Nous continuons à faire des progrès réguliers vers l’atteinte de nos objectifs, et nous restons engagé·e·s à atteindre l’égale représentation à tous les niveaux et à veiller à ce que l’ensemble des membres de notre personnel se sentent valorisé·e·s, afin de donner le meilleur d’elles et d’eux-mêmes.

Katja Iversen : Pourquoi vous êtes-vous, en tant que cadre exécutive, personnellement engagée à ce que davantage de voix de femmes soient entendues à la table des négociations, et quelles actions avez-vous prévues à l’avenir pour respecter cet engagement 

Anna Van Acker, Merck : En tant qu’entreprise, notre succès dépend du soutien que nous apportons à tous les talents au sein de Merck, et à la promotion de la diversité des voix, des points de vue et des solutions. Nous savons que les affaires marchent lorsque les femmes sont représentées et soutenues de manière égale. Et nous savons que notre société et nos économies s’épanouissent lorsque les femmes sont autant valorisées, tant par les rémunérations que par les possibilités de diriger.

Chez Merck Canada, je me suis engagée à créer des opportunités pour les femmes et à veiller à nous efforcer d’atteindre l’équité des genres à tous les niveaux de l’entreprise. Je suis fière de pouvoir dire, qu’au Canada, 63 % de notre personnel et plus de 50 % des personnes à des postes de gestionnaires sont des femmes. De plus, Merck a récemment rejoint le NYSE Board Advisory Council (conseil consultatif du CA de la Bourse de New York), dont l’objectif est de faire progresser la diversité au sein des conseil d’administration  des sociétés.

L’égalité des genres au sein des membres du personnel nécessite de disposer d’un environnement favorable. En tant que femme à un poste exécutif, je m’engage à développer un nouveau modèle de leadership à l’échelle de l’entreprise et à multiplier les occasions de débattre de ces questions essentielles, afin de comprendre comment nous pouvons continuer d’apprendre, de croître et nous assurer que nous vivons en conformité avec nos valeurs et favorisons une culture de l’égalité des genres.

Katja Iversen : L’influence de P&G est énorme dans le monde de la publicité, grâce aux récits culturels qui sous-tendent la promotion de ses marques. Comment votre entreprise aborde-t-elle les préjugés genrés et modifie-t-elle les schémas narratifs autour des filles et des femmes dans la publicité ? Et à votre avis, que peuvent faire les entreprises pour s’écarter des stéréotypes de genres de façon permanente, et non temporaire ?

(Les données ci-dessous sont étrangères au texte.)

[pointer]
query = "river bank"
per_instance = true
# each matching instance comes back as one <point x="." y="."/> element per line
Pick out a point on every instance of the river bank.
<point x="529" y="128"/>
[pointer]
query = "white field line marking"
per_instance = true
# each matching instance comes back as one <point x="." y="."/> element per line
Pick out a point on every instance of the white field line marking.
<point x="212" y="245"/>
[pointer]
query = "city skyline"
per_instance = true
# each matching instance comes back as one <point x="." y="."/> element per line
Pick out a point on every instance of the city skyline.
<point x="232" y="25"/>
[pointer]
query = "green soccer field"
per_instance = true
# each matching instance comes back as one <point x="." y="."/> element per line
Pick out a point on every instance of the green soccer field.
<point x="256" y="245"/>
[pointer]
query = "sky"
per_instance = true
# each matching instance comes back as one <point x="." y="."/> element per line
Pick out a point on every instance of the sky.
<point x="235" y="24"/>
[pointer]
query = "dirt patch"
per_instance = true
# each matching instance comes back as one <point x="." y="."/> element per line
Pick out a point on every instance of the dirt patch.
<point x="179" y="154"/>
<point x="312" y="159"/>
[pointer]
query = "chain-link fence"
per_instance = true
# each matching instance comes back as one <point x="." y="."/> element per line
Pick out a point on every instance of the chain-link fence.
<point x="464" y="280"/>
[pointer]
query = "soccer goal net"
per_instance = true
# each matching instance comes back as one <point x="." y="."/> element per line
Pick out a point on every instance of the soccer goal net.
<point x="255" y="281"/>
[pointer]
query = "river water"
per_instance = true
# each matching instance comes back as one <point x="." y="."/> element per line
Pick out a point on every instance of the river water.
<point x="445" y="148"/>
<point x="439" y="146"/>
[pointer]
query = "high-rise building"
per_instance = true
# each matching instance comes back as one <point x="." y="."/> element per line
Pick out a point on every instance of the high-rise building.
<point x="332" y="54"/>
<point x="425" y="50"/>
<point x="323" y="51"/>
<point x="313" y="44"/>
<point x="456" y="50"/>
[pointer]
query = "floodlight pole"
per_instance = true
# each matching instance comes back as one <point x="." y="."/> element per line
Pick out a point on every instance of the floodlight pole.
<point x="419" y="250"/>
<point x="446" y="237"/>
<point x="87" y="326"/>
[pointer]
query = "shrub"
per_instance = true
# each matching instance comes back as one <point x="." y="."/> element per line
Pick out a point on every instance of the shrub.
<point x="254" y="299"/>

Carolyn Tastad, P&G : Nous sommes la plus grosse société publicitaire au monde. Nos messages atteignent des milliards de consommatrices et consommateurs et nous avons conscience de l’impact que cela peut avoir. Les grandes marques et les grands publicitaires tels que P&G ont un rôle essentiel à jouer dans la promotion de l’inclusion et de l’égalité.

C’est pour cela qu’une part importante des efforts que nous déployons en direction de l’égalité des genres vise à tirer profit de notre portée dans le monde de la publicité et des médias pour déconstruire les préjugés genrés, avec des campagnes telles que #CommeUneFille d’Always ou Face Anything d’Olay. Que nous abordions les questions d’égalité des rémunérations avec Secret ou de la masculinité moderne avec Gillette, ou que nous présentions tout simplement les hommes comme des partenaires égaux avec des pères qui changent des couches ou nettoient des sols avec des Swiffers, la publicité influence la manière dont nous percevons le monde et sa capacité à changer les mentalités.

Pour que l’impact de ce travail s’inscrive dans la durée, nous devons collaborer pour que les changements prennent davantage d’ampleur. C’est pour cette raison que nous formons une équipe avec d’autres entreprises du secteur dans le cadre de l’Initiative #SeeHer de l’Association nationale des publicitaires (ANA) et de l’Unstereotype Alliance d’ONU Femmes, qui visent à éliminer les préjugés genrés dans les publicités et les médias. Nous sommes également partenaires de Free the Bid, pour que davantage de femmes puissent se tenir devant et derrière la caméra.